Growing fintech’s footprint in travel
Although the travel sector is ripe for fintech-driven disruption, established giants like Amex and SAP arguably maintain a solid grip on the space. Even if their products are more intuitive and are driven by modern tech, challengers face an uphill battle converting businesses to their platforms. But, among other strategies, successful sales and marketing teams have cracked the code through two decisive moves:
Reaching the back office
Torpago, which is building next-gen business spend management software, recognized early into its journey that the back office is a key stakeholder to sway and convert. Crucially, says Brent Jackson, Torpago’s Founder and CEO, the majority of their clients are not VC-backed startups.
“Your more mainstream verticals didn't really benefit from [business spend solutions], but we’re seeing them now on the forefront of automating the back office,” he said. “We’re seeing that work from home and the pandemic—these winds coming together—have forced companies to see what’s out there.”

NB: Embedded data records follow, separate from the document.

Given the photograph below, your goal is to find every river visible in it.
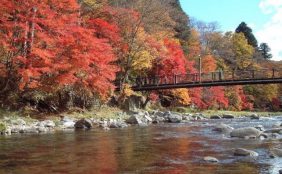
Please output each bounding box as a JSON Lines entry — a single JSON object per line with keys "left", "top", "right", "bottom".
{"left": 0, "top": 116, "right": 281, "bottom": 174}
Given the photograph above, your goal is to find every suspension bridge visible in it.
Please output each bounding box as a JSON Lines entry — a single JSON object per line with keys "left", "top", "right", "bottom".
{"left": 116, "top": 68, "right": 282, "bottom": 91}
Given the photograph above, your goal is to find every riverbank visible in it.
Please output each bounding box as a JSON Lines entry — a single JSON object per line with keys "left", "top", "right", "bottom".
{"left": 0, "top": 106, "right": 282, "bottom": 136}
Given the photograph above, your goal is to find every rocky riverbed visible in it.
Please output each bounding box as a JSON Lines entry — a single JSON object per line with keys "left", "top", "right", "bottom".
{"left": 0, "top": 111, "right": 281, "bottom": 173}
{"left": 1, "top": 111, "right": 282, "bottom": 136}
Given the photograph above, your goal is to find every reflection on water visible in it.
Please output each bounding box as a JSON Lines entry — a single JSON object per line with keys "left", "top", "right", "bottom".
{"left": 0, "top": 117, "right": 281, "bottom": 174}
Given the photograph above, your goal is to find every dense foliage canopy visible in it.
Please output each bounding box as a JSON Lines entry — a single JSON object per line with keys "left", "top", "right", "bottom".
{"left": 0, "top": 0, "right": 281, "bottom": 112}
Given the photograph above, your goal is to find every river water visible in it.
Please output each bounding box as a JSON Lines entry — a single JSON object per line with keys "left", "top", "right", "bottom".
{"left": 0, "top": 117, "right": 281, "bottom": 174}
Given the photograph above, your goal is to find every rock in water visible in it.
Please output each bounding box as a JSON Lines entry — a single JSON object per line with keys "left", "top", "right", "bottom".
{"left": 74, "top": 119, "right": 92, "bottom": 129}
{"left": 63, "top": 121, "right": 75, "bottom": 129}
{"left": 144, "top": 115, "right": 153, "bottom": 123}
{"left": 213, "top": 123, "right": 234, "bottom": 133}
{"left": 168, "top": 114, "right": 182, "bottom": 123}
{"left": 279, "top": 169, "right": 282, "bottom": 174}
{"left": 42, "top": 120, "right": 55, "bottom": 128}
{"left": 109, "top": 120, "right": 128, "bottom": 129}
{"left": 250, "top": 114, "right": 260, "bottom": 120}
{"left": 254, "top": 125, "right": 265, "bottom": 131}
{"left": 37, "top": 127, "right": 48, "bottom": 133}
{"left": 272, "top": 122, "right": 281, "bottom": 128}
{"left": 204, "top": 156, "right": 219, "bottom": 163}
{"left": 25, "top": 126, "right": 39, "bottom": 134}
{"left": 230, "top": 127, "right": 261, "bottom": 138}
{"left": 126, "top": 115, "right": 143, "bottom": 125}
{"left": 210, "top": 115, "right": 222, "bottom": 119}
{"left": 264, "top": 128, "right": 282, "bottom": 134}
{"left": 234, "top": 148, "right": 258, "bottom": 157}
{"left": 152, "top": 116, "right": 166, "bottom": 124}
{"left": 270, "top": 148, "right": 282, "bottom": 157}
{"left": 222, "top": 114, "right": 235, "bottom": 119}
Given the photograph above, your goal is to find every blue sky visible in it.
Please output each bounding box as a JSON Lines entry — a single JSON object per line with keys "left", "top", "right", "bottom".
{"left": 179, "top": 0, "right": 282, "bottom": 61}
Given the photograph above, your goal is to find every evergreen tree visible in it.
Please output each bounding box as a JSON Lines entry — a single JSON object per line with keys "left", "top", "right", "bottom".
{"left": 259, "top": 43, "right": 272, "bottom": 60}
{"left": 235, "top": 22, "right": 258, "bottom": 48}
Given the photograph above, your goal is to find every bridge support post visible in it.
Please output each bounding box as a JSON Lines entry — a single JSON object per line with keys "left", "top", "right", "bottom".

Its product team has solved for back offices’ needs as a means to bolster marketing teams’ chances of success, ensuring that their solution connects to a range of tools, like NetSuite, UKG, and Slack. “The back office plays a lot of roles, and they use a lot of systems, so making sure that you have a modern system that integrates with all your tools is something pretty big that we get a lot of requests for,” Jackson said.
Finally, offering white-glove integrations are particularly important for back offices, especially those with little bandwidth. “We really try and enable their success a lot more,” he said.
Strength in brandlessness
As with other sectors that fintech touches, the travel space has seen an influx of white-label and embedded solutions that let travel platforms and other relevant systems introduce fintech while maintaining brand consistency. Major travel stalwarts like Expedia and KAYAK now offer BNPL, for instance, providing contemporary financial products to consumers without rupturing the user flows and travel services their customers are used to.
Especially as VCs pivot to prioritizing B2B ploys over DTC or B2C missions, we should expect other travel- and payments-focused fintechs to forego consumer-focused brand ubiquity in exchange for healthy unit economics and more resilient revenue streams.